En los despachos oficiales impera una convicción técnica: el ingreso genuino de dólares vía comercial es garantía para contener las presiones cambiarias sin apelar a devaluaciones bruscas que retroalimenten el ciclo inflacionario.

El desempeño durante 2025 ya marcaba este rumbo con un aumento interanual del 5% en bienes diferenciados. No obstante, al analizar los datos de forma segmentada, se observa que si se excluye al sector automotor —que actualmente atraviesa una profunda reconfiguración de sus plantas para adaptar líneas de producción a nuevos modelos de utilitarios y vehículos eléctricos—, el crecimiento real de estas exportaciones escaló al 11%.

El análisis académico elaborado por Bernini junto a Juan Carlos Hallak y Sofía Kastika detalla que, a diferencia de 2024, cuando el salto fue traccionado casi exclusivamente por las materias primas, en el ciclo actual el crecimiento es transversal y alcanzó un máximo nominal de u$s 105,5 millones (un alza del 8,9% interanual) contado los servicios.

Según los últimos datos del INDEC, en el primer trimestre de 2026, el valor total de las exportaciones trepó un 16,9% interanual, mientras que las importaciones retrocedieron un 7,3%. Este resultado se explica fundamentalmente por el volumen físico: el índice de cantidades exportadas aumentó un 12,8%, con picos de crecimiento en enero (19,8%) y marzo (25,3%), consolidando el mejor primer trimestre registrado para el país en la última década (periodo 2016-2026).

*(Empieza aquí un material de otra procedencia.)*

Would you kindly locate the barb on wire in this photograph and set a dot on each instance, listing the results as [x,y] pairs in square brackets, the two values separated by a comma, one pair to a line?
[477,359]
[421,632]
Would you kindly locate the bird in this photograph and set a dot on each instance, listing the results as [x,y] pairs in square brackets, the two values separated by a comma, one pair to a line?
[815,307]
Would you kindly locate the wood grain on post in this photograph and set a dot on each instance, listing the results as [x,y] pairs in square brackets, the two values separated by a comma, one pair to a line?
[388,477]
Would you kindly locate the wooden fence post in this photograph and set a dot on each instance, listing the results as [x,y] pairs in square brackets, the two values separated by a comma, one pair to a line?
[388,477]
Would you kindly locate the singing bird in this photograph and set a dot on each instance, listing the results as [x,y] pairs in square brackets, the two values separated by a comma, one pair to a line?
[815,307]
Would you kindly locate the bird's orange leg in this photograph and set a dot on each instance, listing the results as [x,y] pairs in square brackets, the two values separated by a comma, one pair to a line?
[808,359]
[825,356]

Tal cual habían anticipado los datos del Intercambio Comercial Argentino de marzo, en el primer trimestre de 2026 se alcanzó por segundo año consecutivo un récord histórico de exportaciones en cantidades para el período

“A nivel de subrubros, en el trimestre se destacó el aumento en las cantidades exportadas de Semillas y Frutos Oleaginosos (+150,8% interanual), Hortalizas y Legumbres sin elaborar (+48,9% i.a.), Pescados y Mariscos sin elaborar (+44,4% i.a.), Metales Comunes y sus manufacturas (+39% i.a.), Cereales (+28,4% i.a.), Productos Lácteos (+28% i.a.) y Materias Plásticas y sus manufacturas (+21,6% i.a.)”, puntualizó más tarde Caputo.

En marzo de 2026, la molienda de girasol en Argentina alcanzó 564.630 toneladas, el valor más alto registrado en los últimos 17 años. La molienda de marzo creció un 52% respecto al mismo mes de 2025, “superando ampliamente el promedio de la última década”, según el Gobierno.

En materia de precios, el escenario fue de equilibrio técnico, aunque con señales de alerta para el futuro por el impacto del alza del petróleo. El índice de precios de exportación subió un 3,6%, frente a un 3,7% en las importaciones, lo que mantuvo los términos del intercambio prácticamente neutrales.

El informe oficial advierte un cambio de tendencia estructural: tras casi tres años de caídas ininterrumpidas (desde abril de 2023), los precios de lo que Argentina compra al mundo iniciaron una fase alcista que se aceleró al 5,8% en marzo. Este encarecimiento de los insumos internacionales, sumado a una demanda interna ajustada, obliga a las empresas importadoras a reducir sus volúmenes de compra.

A la par de los sectores tradicionales, las provincias petroleras y mineras han comenzado a redefinir el mapa del federalismo productivo.

Mientras el termómetro social demanda medidas de alivio al bolsillo, el equipo económico ratifica su hoja de ruta de largo plazo: junto al superávit fiscal, robustecer el ingreso de divisas a partir de energía, minería y agro.

La apuesta es consolidar una “economía centrífuga”, donde la riqueza generada por los recursos estratégicos de las provincias se proyecte hacia el resto de la economía.